Je crois devoir donner, en récapitulation, l’ordre successif de la génésie ou filiation des matières minérales, afin de retracer en abrégé la marche de la nature, et d’expliquer les rapports généraux dont j’ai présenté le tableau et l’arrangement méthodique, et d’après lequel on pourra dorénavant classer tous les produits de la nature en ce genre, en les rapportent à leur véritable origine.

Le globe terrestre ayant été liquéfié par le feu, les matières fixes de cette masse immense se sont toutes fondues et vitrifiées, tandis que les substances volatiles se sont élevées en vapeurs autour de ce globe, à plus ou moins de hauteur, suivant le degré de leur pesanteur et de leur volatilité. Ces premières matières fixes qui ont subi la vitrification nous sont représentées par les verres que j’ai nommés primitifs, parce que toutes les autres matières vitreuses sont réellement composées du mélange ou des détriments de ces mêmes verres[NdÉ 1].
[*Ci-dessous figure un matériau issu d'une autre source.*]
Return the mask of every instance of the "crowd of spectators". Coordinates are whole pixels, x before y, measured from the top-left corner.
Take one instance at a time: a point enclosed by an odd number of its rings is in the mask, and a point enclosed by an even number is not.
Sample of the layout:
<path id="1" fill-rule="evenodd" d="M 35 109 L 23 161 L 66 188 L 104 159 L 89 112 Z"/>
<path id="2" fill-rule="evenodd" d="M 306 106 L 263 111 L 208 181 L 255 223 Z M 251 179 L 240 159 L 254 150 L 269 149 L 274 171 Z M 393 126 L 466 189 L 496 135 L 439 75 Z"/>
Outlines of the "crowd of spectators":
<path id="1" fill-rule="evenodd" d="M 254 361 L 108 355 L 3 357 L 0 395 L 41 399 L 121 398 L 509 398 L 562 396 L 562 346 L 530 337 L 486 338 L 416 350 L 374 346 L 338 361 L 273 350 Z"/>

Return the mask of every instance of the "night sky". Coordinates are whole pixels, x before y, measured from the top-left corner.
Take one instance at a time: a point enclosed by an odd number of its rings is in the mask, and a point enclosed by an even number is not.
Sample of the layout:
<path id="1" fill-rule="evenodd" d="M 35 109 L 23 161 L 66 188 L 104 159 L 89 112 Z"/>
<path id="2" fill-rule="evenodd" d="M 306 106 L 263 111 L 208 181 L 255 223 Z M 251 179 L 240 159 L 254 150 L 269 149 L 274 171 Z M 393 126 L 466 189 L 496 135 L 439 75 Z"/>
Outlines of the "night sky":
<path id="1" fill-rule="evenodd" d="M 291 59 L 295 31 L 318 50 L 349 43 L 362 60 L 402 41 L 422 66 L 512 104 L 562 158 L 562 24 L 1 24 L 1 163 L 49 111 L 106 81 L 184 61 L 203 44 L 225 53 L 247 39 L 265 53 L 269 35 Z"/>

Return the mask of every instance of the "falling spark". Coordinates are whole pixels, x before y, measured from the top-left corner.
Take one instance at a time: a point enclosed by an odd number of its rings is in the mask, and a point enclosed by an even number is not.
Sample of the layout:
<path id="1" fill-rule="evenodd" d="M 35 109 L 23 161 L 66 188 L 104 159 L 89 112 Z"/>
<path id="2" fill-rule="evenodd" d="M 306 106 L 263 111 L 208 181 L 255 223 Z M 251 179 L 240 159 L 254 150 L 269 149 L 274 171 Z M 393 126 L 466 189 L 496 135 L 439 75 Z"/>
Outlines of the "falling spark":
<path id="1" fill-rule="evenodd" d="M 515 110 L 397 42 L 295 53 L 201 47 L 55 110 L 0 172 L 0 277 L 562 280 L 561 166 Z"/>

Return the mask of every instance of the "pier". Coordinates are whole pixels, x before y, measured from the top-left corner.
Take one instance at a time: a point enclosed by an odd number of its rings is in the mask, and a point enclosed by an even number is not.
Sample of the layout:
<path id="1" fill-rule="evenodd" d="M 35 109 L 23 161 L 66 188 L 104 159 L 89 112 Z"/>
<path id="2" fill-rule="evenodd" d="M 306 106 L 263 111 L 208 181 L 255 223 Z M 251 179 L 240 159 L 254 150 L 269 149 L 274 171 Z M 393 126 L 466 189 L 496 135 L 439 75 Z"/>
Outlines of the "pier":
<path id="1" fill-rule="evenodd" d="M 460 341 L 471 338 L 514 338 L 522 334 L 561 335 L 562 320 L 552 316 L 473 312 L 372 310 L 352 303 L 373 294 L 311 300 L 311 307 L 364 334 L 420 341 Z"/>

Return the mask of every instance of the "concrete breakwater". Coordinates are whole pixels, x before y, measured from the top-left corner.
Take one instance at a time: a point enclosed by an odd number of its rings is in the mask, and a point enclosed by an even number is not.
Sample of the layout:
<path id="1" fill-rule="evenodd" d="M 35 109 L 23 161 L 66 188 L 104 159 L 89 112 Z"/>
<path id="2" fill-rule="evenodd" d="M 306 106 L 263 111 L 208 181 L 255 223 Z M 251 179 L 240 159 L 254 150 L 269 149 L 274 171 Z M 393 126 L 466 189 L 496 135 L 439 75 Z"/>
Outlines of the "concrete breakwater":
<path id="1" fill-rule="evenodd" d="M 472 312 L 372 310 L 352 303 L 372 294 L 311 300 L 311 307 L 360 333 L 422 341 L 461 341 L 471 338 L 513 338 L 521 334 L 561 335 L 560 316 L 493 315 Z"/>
Le quartz est le premier et le plus simple de ces verres de nature ; le jaspe est le second, et ne diffère du quartz qu’en ce qu’il est fortement imprégné de vapeurs métalliques qui l’ont rendu entièrement opaque, tandis que le quartz est à demi transparent : ils sont tous deux très réfractaires au feu. Le troisième verre primitif est le feldspath, et le quatrième est le schorl, qui tous deux sont fusibles ; enfin, le cinquième est le mica, qui tient le milieu entre les deux verres réfractaires et les deux verres fusibles : le mica provient de l’exfoliation des uns et des autres, il participe de leurs différentes qualités. On pourrait donc, en rigueur, réduire les cinq verres primitifs à trois, c’est-à-dire au quartz, au feldspath et au schorl, puisque le jaspe n’est qu’un quartz imprégné de vapeurs métalliques, et que les micas ne sont que des paillettes et des exfoliations des autres verres ; mais nous n’avons pas jugé cette réduction nécessaire, parce qu’elle n’a rapport qu’à la première formation de ces verres dont nous ignorons les différences primitives, c’est-à-dire les causes qui les ont rendus plus ou moins fusibles ou réfractaires : cette différence nous indique seulement que la substance du quartz et du jaspe est plus simple que celle du feldspath et du schorl, parce que nous savons par expérience que les matières les plus simples sont les plus difficiles à vitrifier, et qu’au contraire celles qui sont composées sont assez aisément fusibles.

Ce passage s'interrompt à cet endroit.